Exchanging Cellular Powerhouses

Mitochondria are organelles that are often referred to as the powerhouses of our cells. Mitochondria are the sites where ATP molecules are made, and ATP is the energy unit allowing many processes in the cells to take place- replication, signalling, cell death and many other pathways require ATP. Mitochondria are also the only organelles in our cells which have their own genome, therefore, all our cells actually have two genomes- the nuclear genome (which is what people usually refer to when they talk about cellular genome) and the mitochondrial genome. The mitochondrial genome is much smaller that the nuclear one. The human nuclear genome is has around 3 billion base pairs, which are all contained in 23 chromosome, whereas the mitochondrial genome has only 16 569 base pairs and is maintained as a circular chromosome of a double-stranded DNA.

Mitochondrion
Mitochondrion

Unlike the nuclear genome, half of which comes from the father and half of which comes from the mother, the mitochondrial genome is inherited uniquely from the mother. When a sperm fertilises an egg, any sperm-derived mitochondria are quickly destroyed and only the sperm’s nucleus survives. Because the mitochondrial genome has just a single inheritance line, it has also been used to date back the earliest genetic female ancestor, so called mitochondrial Eve. The mitochondrial Eve has been estimated to have lived around 200,000 years ago in Africa, which is also considered to be one of the proofs for the out of Africa migration of the earliest human species.

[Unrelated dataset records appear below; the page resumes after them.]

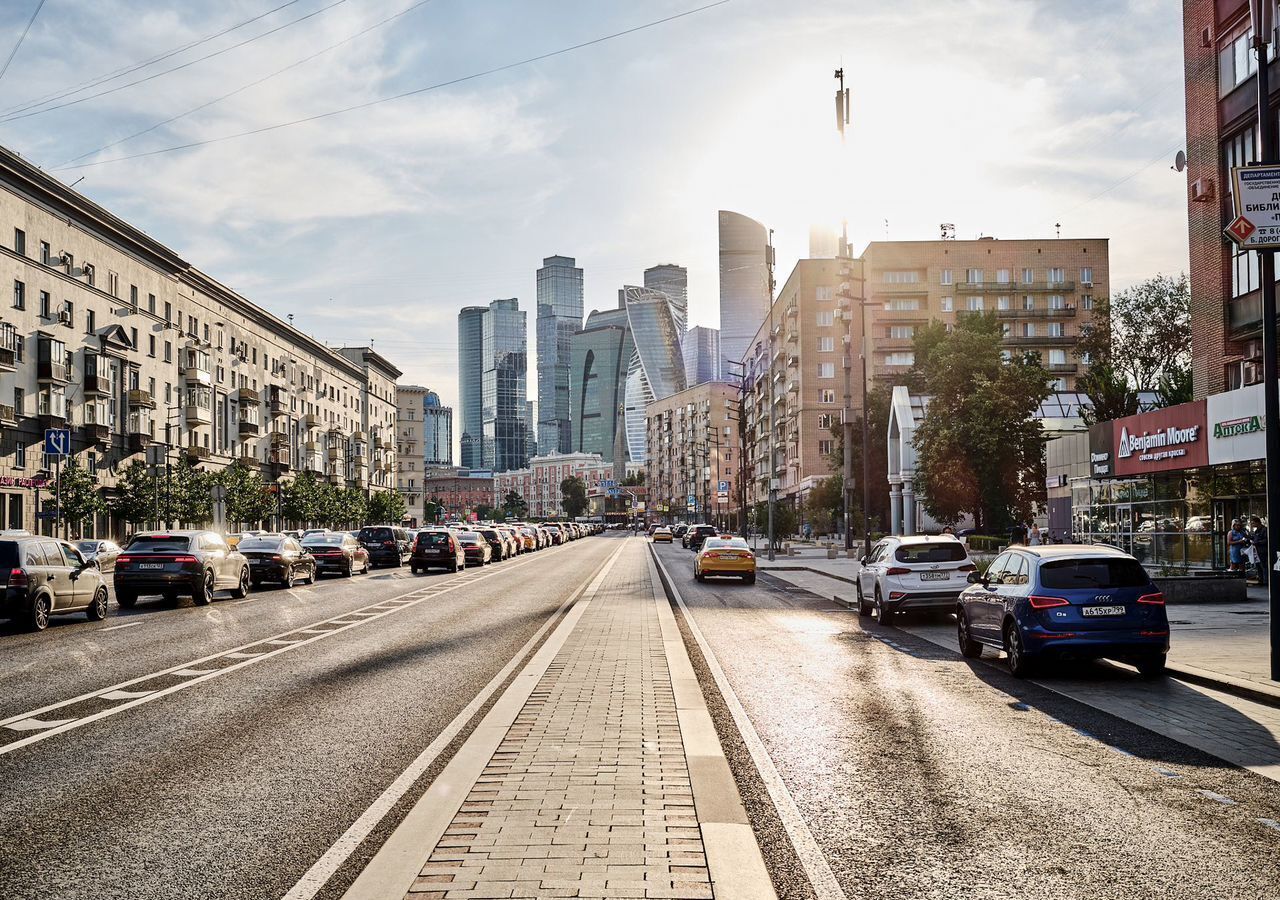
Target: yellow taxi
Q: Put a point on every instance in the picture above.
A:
(725, 554)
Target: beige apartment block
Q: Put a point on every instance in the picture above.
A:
(691, 441)
(114, 336)
(1043, 292)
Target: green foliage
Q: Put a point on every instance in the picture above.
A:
(978, 448)
(574, 496)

When the mitochondria divide inside the cells their genomes need to be replicated as well. However, like any replication process, mitochondrial genome replication is not a foolproof process. Genetic mutations can occur inside mitochondrial genome, which, just like the mutations in the nuclear genes, may have detrimental effects on cellular processes. The first mitochondria-linked disease has been described in 1988 and it is possible that as many as 1 in 6000 people are at risk of developing some form of mitochondria-linked disease. Some of the mitochondrial diseases have been well characterised and can be traced using genetics. It is often the case that the same person will have a mixture of mitochondrial genomes that some of which contain and some of which lack the mutations conferring a disease and the severity of the disease is determined by the ratio of the two types. The fact that one cell can have several mitochondrial genomes means that lethal or deleterious mutations in them can persists at low frequencies without being eliminated from the population (somewhat like the recessive alleles). If, during fertilisation, the egg that is being fertilised contains many of these defective genomes it means that the newborn will also most likely inherit the associated genetic disease.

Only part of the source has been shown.